Очевидно, этим фактом объясняется позиция Сарупа, который вообще считает, что "в мире Фуко нет свободы, нет у него и теории эмансипации. Чем более впечатляющей представляется картина всевозрастающего всесилия некой тотальной системы или логики, тем бессильнее начинает ощущать себя читатель.

Критические возможности анализа Фуко оказываются парализованными из-за того, что читателю навязывается мысль о тщетности, безрезультатности и безнадежности процесса социальных изменений" (Саруп, 350, с. 105) .

Возможность свободы Саруп здесь не совсем прав, поскольку его критика с гораздо большим основанием может быть отнесена преимущественно к "среднему"
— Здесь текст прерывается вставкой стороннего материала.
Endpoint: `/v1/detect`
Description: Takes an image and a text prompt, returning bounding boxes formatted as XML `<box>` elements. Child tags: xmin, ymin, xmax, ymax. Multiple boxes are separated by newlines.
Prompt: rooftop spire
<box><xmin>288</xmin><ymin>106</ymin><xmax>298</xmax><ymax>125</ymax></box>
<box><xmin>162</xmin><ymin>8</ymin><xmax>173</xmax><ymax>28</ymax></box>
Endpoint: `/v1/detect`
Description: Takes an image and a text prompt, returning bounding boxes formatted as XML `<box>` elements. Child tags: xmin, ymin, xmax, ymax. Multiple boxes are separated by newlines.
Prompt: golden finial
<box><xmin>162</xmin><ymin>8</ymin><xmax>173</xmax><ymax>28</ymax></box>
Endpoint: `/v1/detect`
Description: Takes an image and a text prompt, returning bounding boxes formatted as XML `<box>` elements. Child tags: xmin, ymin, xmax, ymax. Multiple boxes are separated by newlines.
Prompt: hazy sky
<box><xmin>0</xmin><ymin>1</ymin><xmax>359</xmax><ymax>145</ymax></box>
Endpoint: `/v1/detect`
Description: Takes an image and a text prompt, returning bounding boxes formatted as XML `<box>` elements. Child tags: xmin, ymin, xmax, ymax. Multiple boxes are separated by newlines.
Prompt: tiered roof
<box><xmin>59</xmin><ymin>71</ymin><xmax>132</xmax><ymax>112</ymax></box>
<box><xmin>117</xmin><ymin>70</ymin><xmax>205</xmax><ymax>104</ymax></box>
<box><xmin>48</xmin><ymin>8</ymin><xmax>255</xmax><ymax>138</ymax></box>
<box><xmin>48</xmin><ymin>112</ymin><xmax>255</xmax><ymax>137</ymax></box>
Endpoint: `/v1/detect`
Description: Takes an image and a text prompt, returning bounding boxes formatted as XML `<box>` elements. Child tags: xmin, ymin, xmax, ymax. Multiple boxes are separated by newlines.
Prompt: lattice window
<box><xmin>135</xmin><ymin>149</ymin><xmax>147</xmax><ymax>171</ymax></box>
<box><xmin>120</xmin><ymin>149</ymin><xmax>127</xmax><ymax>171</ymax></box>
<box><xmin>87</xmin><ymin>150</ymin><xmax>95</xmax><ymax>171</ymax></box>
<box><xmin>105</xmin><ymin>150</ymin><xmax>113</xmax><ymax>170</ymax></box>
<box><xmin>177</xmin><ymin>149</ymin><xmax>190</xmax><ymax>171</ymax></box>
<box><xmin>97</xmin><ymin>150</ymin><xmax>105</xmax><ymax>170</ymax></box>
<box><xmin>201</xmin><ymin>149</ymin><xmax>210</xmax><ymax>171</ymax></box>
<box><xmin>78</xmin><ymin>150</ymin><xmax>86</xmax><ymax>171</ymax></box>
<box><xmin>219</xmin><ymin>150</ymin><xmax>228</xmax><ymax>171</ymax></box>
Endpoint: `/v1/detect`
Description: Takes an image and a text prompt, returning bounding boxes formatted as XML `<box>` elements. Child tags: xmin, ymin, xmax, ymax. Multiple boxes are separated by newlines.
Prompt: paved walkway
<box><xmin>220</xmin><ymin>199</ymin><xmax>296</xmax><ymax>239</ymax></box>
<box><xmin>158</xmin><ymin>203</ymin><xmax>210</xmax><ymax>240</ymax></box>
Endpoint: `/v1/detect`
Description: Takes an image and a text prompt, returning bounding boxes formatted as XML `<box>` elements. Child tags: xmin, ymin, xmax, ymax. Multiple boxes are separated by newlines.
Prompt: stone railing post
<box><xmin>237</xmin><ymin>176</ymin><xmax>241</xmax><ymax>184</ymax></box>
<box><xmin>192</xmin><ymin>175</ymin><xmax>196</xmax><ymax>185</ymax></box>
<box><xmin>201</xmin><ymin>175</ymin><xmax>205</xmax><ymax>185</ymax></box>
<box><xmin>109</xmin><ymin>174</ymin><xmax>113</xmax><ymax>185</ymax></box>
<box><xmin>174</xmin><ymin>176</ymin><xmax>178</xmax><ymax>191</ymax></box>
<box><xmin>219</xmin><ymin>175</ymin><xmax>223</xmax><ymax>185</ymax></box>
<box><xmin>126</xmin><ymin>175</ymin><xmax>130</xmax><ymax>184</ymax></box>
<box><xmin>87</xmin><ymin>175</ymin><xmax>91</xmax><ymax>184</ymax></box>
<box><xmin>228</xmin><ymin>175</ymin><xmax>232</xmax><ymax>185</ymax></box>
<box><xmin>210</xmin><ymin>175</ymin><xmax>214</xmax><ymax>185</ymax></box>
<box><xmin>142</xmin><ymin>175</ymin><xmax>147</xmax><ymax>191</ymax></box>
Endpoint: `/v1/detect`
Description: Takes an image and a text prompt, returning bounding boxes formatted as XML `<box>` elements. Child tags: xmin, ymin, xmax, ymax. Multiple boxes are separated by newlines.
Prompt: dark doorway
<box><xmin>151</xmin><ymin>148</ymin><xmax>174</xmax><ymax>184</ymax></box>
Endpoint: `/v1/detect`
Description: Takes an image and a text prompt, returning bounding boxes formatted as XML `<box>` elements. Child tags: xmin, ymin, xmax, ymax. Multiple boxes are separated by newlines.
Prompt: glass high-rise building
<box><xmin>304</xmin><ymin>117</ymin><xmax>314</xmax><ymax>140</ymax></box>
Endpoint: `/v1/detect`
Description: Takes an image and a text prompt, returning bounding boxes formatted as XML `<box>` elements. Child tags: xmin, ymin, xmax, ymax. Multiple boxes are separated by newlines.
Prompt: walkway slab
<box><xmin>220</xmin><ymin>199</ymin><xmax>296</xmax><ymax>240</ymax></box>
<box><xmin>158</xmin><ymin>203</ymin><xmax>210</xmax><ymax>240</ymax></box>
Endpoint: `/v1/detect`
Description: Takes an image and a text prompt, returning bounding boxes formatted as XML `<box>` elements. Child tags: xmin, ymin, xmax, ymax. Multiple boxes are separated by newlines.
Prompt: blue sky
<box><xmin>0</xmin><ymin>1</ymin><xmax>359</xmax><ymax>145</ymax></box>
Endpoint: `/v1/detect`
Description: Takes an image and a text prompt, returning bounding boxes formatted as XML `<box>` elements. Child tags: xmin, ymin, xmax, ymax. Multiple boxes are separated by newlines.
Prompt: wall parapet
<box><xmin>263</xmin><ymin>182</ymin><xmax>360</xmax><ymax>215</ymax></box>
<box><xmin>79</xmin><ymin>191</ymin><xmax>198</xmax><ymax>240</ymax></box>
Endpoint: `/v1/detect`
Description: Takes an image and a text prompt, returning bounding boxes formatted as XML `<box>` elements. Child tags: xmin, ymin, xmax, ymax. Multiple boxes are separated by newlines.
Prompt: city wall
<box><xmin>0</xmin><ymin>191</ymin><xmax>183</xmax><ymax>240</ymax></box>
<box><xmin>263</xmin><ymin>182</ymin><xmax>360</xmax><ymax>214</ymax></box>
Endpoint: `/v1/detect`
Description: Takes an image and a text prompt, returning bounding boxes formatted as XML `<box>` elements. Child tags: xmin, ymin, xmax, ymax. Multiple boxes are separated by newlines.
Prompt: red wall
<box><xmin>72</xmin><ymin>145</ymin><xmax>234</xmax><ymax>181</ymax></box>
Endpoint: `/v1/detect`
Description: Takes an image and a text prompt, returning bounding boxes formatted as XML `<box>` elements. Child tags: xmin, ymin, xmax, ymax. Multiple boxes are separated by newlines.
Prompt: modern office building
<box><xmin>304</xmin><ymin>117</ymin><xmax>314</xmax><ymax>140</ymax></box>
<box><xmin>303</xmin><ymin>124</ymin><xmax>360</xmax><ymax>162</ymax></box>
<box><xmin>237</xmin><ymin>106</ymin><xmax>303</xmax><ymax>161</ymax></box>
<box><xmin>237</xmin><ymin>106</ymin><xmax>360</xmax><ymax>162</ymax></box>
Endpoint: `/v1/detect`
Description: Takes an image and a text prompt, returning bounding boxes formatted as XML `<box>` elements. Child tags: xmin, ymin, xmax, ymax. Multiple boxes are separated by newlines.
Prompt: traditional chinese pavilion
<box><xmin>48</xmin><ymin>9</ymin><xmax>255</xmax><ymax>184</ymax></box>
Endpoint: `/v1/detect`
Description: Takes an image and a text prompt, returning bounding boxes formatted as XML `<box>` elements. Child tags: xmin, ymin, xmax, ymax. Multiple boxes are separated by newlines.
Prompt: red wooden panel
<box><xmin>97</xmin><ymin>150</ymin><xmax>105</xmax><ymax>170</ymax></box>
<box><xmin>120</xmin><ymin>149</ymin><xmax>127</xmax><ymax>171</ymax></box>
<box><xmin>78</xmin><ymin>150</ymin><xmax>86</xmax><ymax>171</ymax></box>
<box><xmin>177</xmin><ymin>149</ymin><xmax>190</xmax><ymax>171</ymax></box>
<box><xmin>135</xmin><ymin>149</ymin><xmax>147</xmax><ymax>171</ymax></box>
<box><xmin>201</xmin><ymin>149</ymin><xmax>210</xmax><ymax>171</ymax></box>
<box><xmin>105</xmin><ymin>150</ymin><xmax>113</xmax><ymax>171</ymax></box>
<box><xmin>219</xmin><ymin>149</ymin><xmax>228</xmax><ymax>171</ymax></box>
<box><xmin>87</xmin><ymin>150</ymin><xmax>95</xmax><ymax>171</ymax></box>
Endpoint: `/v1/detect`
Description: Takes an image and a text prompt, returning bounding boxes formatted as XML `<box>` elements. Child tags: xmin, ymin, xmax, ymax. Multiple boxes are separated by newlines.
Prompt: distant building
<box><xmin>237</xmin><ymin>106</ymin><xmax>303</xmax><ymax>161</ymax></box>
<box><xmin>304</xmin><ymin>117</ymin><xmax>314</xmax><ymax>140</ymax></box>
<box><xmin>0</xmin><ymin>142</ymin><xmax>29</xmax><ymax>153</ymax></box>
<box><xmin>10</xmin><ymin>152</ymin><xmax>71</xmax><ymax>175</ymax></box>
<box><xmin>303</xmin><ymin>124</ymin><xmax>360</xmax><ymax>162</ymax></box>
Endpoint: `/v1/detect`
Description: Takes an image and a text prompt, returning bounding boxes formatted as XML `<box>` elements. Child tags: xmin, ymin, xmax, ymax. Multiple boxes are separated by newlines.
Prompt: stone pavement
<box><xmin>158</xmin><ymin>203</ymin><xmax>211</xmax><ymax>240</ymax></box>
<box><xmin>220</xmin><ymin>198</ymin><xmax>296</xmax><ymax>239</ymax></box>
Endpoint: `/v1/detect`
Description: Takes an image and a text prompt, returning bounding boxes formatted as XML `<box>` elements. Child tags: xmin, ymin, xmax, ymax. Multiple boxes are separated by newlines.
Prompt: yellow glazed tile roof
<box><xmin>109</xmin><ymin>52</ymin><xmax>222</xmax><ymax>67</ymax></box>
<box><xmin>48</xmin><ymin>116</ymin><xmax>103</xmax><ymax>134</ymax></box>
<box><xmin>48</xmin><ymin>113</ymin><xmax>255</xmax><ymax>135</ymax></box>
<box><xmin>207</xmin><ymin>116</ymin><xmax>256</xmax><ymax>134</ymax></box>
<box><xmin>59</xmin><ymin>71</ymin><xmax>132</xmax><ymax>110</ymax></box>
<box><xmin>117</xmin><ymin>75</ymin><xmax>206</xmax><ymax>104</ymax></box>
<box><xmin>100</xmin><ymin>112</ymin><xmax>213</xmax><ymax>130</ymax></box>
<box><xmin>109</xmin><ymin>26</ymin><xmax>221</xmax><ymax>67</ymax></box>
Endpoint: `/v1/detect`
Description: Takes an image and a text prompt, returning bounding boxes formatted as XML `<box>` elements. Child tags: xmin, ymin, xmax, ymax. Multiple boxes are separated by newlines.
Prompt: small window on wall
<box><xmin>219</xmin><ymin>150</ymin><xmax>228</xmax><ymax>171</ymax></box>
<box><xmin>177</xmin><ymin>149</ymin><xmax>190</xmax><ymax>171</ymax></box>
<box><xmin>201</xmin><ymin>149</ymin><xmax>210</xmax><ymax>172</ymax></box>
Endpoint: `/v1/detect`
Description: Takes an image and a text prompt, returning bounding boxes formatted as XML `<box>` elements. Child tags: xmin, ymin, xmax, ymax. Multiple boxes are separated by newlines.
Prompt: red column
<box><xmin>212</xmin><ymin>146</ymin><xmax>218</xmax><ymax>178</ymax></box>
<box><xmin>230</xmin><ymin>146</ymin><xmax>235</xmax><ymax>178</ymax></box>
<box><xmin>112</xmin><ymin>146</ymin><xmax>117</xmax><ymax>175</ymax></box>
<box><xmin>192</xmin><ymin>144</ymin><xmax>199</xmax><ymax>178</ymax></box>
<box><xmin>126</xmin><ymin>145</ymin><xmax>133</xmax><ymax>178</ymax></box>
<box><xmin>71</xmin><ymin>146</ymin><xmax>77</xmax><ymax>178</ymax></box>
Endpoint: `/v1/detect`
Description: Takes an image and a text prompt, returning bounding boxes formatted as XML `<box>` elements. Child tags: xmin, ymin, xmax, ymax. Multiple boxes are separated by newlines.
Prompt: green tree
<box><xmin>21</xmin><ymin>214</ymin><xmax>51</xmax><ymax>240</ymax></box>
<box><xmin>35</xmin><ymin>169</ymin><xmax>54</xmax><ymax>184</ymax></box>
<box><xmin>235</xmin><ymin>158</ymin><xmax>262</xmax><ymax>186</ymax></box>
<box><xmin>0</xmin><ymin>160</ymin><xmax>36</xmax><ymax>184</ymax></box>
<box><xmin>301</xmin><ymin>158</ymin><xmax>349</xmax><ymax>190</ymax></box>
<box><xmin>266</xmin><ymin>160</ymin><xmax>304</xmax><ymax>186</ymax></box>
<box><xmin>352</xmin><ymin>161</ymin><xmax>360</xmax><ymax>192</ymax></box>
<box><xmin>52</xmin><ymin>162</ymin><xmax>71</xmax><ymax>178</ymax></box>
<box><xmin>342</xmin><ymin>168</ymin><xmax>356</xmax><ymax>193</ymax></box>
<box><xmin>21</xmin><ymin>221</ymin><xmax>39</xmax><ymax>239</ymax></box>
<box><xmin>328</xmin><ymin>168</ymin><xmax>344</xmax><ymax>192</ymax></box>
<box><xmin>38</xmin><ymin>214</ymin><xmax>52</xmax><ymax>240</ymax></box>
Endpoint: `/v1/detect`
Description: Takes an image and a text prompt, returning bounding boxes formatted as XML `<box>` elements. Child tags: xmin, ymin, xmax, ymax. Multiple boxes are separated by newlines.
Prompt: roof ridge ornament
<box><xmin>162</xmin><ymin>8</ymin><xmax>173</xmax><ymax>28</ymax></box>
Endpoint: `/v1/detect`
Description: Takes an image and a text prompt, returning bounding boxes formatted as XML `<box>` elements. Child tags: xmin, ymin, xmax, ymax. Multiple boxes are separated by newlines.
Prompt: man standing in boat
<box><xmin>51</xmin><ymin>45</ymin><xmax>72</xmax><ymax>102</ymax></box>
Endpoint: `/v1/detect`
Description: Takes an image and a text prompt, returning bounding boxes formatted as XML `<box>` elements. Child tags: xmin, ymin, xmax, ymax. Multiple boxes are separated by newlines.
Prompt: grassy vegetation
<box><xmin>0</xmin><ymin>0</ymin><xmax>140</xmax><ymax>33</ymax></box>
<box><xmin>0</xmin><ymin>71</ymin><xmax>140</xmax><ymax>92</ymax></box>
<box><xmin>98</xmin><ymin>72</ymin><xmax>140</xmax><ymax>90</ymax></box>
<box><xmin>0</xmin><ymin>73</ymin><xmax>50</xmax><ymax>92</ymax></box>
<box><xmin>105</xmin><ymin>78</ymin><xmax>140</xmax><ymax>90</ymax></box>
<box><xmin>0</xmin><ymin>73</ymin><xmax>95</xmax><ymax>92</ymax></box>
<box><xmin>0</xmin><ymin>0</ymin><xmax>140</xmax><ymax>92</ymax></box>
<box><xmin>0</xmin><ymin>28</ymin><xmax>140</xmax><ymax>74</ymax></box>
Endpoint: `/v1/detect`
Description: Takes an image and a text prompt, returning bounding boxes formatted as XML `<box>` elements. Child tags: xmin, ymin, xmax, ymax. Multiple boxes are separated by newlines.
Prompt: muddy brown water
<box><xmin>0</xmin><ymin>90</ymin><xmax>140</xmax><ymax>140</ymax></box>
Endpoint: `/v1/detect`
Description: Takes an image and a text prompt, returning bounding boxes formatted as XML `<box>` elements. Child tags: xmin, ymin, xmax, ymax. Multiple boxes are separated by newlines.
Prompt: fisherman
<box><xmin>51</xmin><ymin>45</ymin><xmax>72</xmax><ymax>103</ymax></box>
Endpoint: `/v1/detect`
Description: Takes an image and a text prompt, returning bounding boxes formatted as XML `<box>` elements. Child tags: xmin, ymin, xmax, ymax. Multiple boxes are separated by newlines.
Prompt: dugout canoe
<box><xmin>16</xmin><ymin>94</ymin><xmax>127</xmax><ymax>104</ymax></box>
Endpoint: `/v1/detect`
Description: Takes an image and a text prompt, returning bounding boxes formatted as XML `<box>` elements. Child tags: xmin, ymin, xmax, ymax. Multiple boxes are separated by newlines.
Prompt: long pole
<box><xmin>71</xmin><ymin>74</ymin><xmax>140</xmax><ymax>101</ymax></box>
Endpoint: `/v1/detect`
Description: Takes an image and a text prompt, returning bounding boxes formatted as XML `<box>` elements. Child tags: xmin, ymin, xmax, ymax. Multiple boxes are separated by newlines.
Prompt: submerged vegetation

периоду эволюции "фукольдианской мысли" (и, разумеется, к тому "образу Фуко", как он сложился в рецепции его многочисленных последователей и толкователей), чем к его поздним работам. Гораздо более приемлемой представляется позиция Автономовой, утверждающей, что в "работах 80-х гг.

"Пользовании наслаждениями" и "Заботе о себе" (обе — 1984 г., соответственно второй и третий тома "Истории сексуальности") — Фуко ищет ответ на вопрос о том, как и в каких формах возможно такое "свободное" поведение морального субъекта, которое позволяет ему "индивидуализироваться". стать "самим собой", преодолевая заданные коды и стратегии поведения" (4, с. 362).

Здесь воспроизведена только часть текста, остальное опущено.